All primers used in qRT-PCR assay were also attached in S3 Table.

Coimmunoprecipitations and immunoblottings

Liver lysates upon hepatectomy surgery and HEK293 cells with indicated treatments were lysed using a modified Myc lysis buffer (MLB) (20 mM Tris-Cl, 200 mM NaCl, 10 mM NaF, 1 mM NaV2O4, 1% NP-40, 20 mM β-glycerophosphate, and protease inhibitor (pH 7.5)) [77]. Cell lysates were then subjected to immunoprecipitation using antibodies of anti-Flag (Sigma-Aldrich, F3165-5MG, 1:200 dilution), anti-Myc (2276S, Cell Signaling Technology, 1:200 dilution), or anti-HA (3724S, Cell Signaling Technology, 1:200 dilution) for transfected proteins, or using anti-PPM1A (3549, Cell Signaling Technology, 1:100 dilution) antibody for endogenous proteins. After 3 to 4 washes with MLB, adsorbed proteins were resolved by SDS-PAGE (Bio-Rad) and immunoblotting with the indicated antibodies. Cell lysates were also analyzed using SDS-PAGE and immunoblotting to control the protein abundance.
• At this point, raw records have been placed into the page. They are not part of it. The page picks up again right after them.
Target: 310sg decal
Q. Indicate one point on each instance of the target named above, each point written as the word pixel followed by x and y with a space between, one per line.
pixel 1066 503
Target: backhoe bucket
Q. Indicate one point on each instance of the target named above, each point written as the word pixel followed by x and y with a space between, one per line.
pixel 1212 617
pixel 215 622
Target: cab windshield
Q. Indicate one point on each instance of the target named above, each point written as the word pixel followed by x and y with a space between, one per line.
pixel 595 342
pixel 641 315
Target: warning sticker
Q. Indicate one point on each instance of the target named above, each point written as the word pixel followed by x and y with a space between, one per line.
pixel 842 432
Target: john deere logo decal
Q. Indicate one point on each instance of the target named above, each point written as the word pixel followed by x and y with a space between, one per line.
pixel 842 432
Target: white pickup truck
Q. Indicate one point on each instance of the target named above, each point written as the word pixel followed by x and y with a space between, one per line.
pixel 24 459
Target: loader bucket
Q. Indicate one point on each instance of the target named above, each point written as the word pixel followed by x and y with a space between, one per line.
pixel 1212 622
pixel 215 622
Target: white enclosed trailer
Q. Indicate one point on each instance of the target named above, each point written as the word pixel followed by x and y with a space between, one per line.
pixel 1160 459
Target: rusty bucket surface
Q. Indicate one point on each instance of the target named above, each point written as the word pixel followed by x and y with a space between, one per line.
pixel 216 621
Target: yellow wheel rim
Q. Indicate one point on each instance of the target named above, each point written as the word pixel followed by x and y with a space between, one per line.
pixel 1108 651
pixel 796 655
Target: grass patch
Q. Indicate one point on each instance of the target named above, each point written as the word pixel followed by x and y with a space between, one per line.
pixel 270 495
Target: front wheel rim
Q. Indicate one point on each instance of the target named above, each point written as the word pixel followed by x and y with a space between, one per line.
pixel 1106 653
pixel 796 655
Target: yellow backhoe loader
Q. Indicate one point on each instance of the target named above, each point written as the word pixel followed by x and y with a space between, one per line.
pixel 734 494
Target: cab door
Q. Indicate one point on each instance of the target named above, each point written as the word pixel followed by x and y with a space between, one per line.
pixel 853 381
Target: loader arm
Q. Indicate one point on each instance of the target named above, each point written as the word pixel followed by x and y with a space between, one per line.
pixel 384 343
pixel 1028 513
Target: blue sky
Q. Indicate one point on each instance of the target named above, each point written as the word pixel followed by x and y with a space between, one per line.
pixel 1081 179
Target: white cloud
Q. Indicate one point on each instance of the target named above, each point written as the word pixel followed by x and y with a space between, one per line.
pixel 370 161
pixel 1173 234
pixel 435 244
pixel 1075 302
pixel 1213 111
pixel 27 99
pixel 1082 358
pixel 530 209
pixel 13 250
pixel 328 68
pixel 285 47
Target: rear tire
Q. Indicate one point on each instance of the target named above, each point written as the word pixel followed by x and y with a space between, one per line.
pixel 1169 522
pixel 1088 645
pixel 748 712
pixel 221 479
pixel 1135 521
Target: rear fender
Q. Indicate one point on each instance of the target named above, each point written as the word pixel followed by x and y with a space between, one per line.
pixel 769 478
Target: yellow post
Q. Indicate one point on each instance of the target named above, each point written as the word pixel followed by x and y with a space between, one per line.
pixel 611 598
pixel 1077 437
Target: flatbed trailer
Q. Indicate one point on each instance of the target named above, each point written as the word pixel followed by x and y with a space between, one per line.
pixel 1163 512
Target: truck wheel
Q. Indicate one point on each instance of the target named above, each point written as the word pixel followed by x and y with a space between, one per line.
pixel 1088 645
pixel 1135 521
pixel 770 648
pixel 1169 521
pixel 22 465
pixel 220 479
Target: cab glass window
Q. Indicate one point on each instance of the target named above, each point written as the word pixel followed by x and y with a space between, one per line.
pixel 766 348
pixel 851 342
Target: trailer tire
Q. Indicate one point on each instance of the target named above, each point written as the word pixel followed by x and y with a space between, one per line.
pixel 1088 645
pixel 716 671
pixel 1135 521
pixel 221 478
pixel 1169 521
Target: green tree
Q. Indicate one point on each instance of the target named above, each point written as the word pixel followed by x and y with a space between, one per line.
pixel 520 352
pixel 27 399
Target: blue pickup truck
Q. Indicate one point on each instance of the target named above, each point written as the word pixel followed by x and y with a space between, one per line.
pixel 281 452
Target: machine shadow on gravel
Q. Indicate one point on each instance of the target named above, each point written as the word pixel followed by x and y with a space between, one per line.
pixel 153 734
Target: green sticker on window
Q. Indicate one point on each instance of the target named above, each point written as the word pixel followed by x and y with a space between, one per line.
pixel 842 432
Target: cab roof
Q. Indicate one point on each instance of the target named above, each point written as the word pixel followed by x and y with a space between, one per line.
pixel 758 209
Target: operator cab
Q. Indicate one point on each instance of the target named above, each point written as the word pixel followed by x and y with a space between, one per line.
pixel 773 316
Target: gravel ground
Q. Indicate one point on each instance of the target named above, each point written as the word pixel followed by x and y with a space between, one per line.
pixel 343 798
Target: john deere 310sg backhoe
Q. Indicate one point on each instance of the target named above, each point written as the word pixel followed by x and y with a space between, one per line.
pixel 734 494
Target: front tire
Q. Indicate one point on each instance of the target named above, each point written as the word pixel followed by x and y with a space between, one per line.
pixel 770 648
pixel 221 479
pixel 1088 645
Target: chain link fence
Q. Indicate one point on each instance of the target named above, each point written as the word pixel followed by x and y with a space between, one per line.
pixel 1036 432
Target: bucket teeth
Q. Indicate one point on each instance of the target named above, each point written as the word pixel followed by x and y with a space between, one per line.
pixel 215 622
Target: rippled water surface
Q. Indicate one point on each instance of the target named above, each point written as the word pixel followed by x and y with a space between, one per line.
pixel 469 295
Purification of GST-tagged recombinant proteins

PPM1A and its D239N mutant were cloned into the pGEX-4T-1 vector and transformed in DE3 (BL21). The expression of GST-PPM1A WT/DN was induced by IPTG (0.2 mM) at 4°C for 12 hours, and DE3 were suspended in 0.5 ml of GST lysis buffer (50 mM Tris-HCl, 300 mM NaCl, 10 mM MgCl2, 1 mM DTT, 1 mM Pic, 1 mM PMSF (pH 7.5)), sonicated and centrifuged for 12,000g at 4°C for 20 minutes. The supernatants were examined for expression of indicated proteins by SDS-PAGE and Coomassie blue staining.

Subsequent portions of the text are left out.